Phase Duration Focus Target Outcome
Prerequisites 1–2 months Profiling tools, CPU architecture, benchmarking methodology Can profile a process and interpret results without guidance
Core Skills 2–6 months Systems Performance book, USE method, Linux tuning Can diagnose any Linux performance problem systematically
Intermediate 6–12 months eBPF, memory profiling, lock contention, network perf Can instrument production workloads safely
Advanced 12–24 months Kernel bypass, NUMA, compiler optimization, sub-100µs latency Can achieve HFT-grade latency in a network server

Phase 1: Prerequisites (Months 1–2)

CPU Architecture Fundamentals

Understanding the hardware is non-negotiable for performance work. Without this, profiling numbers are uninterpretable.

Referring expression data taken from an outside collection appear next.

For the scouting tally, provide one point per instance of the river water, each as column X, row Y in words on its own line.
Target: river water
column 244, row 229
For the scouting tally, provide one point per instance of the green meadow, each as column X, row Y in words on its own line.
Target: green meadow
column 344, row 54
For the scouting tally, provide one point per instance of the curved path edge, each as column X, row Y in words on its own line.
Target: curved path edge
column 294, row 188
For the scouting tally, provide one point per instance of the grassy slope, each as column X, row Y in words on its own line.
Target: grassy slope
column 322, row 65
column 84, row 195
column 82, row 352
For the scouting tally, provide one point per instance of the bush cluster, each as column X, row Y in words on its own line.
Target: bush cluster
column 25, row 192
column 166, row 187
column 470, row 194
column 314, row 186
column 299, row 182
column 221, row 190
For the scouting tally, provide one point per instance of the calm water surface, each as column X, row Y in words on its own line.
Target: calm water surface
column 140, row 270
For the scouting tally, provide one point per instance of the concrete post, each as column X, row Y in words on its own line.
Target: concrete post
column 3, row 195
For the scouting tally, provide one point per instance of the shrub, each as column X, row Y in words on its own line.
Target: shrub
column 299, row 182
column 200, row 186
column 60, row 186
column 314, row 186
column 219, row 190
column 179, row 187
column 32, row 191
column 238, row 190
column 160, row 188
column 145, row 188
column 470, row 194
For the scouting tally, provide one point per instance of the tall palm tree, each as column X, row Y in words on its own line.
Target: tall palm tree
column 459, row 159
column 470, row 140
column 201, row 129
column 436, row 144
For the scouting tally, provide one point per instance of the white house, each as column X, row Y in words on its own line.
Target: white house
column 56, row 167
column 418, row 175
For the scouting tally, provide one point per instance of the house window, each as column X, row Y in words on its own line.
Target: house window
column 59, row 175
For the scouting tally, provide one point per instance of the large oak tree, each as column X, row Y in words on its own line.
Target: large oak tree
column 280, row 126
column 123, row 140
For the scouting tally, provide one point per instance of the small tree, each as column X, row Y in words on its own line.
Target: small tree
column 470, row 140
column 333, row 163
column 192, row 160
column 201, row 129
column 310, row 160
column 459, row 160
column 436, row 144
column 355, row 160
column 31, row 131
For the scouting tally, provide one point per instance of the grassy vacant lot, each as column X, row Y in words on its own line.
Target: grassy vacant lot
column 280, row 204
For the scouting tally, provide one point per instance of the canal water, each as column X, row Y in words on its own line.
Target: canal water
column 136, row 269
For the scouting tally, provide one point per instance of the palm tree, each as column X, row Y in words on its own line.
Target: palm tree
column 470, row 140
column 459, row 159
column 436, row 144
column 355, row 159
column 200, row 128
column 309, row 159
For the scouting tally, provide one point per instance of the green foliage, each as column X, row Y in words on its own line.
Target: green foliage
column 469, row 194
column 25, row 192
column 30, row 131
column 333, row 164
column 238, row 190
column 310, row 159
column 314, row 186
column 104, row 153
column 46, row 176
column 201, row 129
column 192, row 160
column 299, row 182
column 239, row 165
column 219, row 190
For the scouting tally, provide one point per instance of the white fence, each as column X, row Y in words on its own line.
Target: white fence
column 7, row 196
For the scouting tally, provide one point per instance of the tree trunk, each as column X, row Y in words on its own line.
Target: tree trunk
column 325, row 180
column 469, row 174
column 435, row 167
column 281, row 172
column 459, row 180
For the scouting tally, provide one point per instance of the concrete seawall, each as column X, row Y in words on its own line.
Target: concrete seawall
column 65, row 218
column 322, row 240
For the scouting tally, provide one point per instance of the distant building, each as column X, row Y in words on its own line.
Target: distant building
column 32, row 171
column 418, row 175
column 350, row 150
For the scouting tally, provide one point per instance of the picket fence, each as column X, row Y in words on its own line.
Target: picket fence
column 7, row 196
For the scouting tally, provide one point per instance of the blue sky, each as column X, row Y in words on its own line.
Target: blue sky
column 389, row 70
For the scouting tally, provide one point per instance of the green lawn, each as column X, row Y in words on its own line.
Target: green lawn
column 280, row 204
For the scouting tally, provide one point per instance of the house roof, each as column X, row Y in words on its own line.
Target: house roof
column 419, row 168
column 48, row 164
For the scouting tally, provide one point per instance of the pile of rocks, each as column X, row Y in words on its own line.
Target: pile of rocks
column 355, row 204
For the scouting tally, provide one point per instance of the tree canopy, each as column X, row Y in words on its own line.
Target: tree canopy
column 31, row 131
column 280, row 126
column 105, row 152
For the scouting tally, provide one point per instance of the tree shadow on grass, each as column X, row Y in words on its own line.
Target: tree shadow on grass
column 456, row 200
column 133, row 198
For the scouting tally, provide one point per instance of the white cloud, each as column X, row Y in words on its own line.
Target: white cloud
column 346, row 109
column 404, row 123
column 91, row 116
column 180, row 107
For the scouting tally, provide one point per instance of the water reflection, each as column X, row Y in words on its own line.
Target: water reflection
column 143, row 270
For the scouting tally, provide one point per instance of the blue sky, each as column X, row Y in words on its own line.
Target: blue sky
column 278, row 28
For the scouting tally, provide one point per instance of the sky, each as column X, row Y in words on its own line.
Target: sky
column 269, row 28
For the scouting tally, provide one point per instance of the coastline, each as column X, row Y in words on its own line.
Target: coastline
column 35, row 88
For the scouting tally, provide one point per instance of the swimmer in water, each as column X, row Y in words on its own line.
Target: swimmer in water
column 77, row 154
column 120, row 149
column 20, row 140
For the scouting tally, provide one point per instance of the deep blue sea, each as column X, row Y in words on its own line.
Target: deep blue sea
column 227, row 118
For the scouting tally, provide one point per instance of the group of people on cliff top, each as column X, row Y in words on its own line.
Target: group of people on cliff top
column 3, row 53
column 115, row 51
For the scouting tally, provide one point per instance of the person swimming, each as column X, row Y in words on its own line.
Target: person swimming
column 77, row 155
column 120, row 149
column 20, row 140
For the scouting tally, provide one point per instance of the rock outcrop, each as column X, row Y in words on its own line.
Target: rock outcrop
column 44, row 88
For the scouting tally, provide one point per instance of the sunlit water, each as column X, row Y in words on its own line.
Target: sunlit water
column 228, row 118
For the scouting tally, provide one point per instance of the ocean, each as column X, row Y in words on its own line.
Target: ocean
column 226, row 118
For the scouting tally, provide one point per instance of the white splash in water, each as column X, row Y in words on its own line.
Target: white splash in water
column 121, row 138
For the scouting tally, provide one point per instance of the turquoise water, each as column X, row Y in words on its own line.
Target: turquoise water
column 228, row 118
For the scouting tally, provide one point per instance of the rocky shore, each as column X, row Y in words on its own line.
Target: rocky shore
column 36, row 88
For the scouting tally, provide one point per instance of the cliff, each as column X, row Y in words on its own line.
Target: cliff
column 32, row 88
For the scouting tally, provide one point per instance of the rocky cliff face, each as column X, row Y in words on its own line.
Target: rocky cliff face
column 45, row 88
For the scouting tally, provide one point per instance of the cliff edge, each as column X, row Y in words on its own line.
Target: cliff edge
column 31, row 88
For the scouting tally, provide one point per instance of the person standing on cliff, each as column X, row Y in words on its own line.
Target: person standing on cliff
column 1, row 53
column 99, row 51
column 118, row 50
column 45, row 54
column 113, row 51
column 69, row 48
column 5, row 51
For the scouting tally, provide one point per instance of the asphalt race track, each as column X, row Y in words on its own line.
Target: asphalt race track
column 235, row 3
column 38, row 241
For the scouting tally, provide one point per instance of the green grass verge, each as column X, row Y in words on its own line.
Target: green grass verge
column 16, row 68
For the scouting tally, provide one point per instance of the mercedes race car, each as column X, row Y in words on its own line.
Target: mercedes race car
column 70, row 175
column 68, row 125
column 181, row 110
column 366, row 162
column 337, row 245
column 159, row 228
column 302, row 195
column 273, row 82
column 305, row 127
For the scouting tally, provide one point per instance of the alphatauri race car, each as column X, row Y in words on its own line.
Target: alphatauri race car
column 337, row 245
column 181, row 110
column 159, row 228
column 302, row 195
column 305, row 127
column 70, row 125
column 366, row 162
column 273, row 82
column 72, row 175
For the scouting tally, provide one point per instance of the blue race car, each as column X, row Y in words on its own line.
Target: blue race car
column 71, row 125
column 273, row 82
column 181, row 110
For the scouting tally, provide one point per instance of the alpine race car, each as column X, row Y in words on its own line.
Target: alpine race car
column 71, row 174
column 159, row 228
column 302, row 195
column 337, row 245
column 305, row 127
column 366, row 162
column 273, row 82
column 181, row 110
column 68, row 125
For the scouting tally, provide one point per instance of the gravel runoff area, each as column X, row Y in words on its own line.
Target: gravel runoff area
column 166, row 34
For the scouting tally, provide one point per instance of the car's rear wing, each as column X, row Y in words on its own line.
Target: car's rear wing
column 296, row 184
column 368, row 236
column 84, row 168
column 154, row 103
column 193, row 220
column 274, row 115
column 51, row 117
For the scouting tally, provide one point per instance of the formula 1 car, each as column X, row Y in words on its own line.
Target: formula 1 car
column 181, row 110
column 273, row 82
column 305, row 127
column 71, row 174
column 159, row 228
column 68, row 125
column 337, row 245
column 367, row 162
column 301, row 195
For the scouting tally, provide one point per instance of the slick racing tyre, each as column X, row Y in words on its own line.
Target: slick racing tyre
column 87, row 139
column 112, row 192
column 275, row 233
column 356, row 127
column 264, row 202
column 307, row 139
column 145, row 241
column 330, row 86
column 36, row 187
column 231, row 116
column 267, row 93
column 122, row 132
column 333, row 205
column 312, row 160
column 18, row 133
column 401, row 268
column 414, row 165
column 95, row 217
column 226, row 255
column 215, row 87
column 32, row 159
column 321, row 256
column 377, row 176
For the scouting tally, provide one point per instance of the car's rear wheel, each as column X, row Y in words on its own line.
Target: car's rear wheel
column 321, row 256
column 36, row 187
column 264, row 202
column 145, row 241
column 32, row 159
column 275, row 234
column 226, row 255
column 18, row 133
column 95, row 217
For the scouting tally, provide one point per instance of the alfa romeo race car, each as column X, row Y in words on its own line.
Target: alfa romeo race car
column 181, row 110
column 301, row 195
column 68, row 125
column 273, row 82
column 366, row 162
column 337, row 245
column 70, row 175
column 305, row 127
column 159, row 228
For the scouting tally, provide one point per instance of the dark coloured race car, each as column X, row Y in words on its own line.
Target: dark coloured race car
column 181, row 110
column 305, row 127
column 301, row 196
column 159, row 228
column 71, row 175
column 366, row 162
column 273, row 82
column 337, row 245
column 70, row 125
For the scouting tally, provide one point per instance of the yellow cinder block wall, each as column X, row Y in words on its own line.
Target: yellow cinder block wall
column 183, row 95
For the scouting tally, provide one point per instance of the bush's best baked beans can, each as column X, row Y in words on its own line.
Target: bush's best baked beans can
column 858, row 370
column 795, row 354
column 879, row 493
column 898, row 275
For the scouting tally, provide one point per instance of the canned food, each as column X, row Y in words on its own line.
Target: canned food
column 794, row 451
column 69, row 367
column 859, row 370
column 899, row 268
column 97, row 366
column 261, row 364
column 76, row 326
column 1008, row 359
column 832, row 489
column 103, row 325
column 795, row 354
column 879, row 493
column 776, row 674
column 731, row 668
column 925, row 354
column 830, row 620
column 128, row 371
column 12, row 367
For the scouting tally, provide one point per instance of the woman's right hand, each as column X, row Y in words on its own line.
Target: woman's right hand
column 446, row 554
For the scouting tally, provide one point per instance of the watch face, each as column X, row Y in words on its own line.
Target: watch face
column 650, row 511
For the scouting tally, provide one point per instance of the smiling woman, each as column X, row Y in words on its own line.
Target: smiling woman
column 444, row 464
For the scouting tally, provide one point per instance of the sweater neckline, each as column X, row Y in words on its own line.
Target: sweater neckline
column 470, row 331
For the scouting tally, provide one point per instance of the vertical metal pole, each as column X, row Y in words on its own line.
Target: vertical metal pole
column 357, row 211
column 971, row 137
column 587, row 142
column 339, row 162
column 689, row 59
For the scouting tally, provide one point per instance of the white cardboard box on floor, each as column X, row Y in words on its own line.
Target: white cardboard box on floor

Concept Key Facts Why It Matters
Cache hierarchy L1: ~4 cycles, L2: ~12 cycles, L3: ~40 cycles, DRAM: ~200 cycles Cache misses dominate latency profiles
Cache line size 64 bytes on x86 Explains false sharing, prefetch patterns
Branch predictor Modern CPUs predict 1–2 branches ahead; misprediction: ~15 cycles Explain why branch-heavy code is slow
Out-of-order execution CPU reorders instructions within a window (~200 ops) Explains memory model, barriers needed
SIMD/AVX 256-bit (AVX2) or 512-bit (AVX-512) per cycle Auto-vectorization and manual SIMD
Hyper-threading Two hardware threads per core; share L1/L2 Causes contention in latency-sensitive apps
NUMA Each socket has local memory; cross-socket adds ~40–80ns Critical for multi-socket servers
TLB Covers 512 pages (4 KB) or 32 huge pages (2 MB) TLB misses for large working sets

Resource: "What Every Programmer Should Know About Memory" — Ulrich Drepper, 2007 (free PDF, ~100 pages). Read Sections 1–5 thoroughly.

Benchmarking Methodology

Before measuring anything, establish the methodology. Measuring wrong is worse than not measuring at all.

The Seven Questions Before Any Benchmark: 1. What are you measuring? (Latency? Throughput? CPU efficiency?) 2. What is the unit? (ns, µs, ops/sec, MB/s) 3. Are you measuring the right thing? (Is the profiler itself distorting results?) 4. What is the workload distribution? (Uniform? Zipfian? Bursty?) 5. What percentile matters? (Mean is almost always wrong; use p50/p99/p99.9) 6. Is the system warmed up? (JIT, CPU frequency scaling, page cache) 7. Are results statistically significant? (Run at least 30 iterations; compute confidence intervals)

Tools Introduction:

Tool Install Best For
perf stat Built into Linux kernel Hardware counter overview
perf record + perf report Same Sampling profiler
flamegraph.pl https://github.com/brendangregg/FlameGraph Visualize perf output
bpftrace apt install bpftrace Dynamic tracing, histograms
strace apt install strace Syscall tracing (high overhead — never in prod)
ltrace apt install ltrace Library call tracing
pmap Built into procps Process memory map
numastat apt install numactl NUMA allocation statistics

Month 1 Lab Exercise:

Instrument a simple C++ HTTP server (use cpp-httplib or nginx) with perf:

perf record -F 99 -a -g -- sleep 30     # sample all CPUs at 99 Hz
perf script | stackcollapse-perf.pl | flamegraph.pl > profile.svg

Open the flame graph in a browser. Identify the top 3 functions consuming CPU. This single exercise teaches more than any tutorial.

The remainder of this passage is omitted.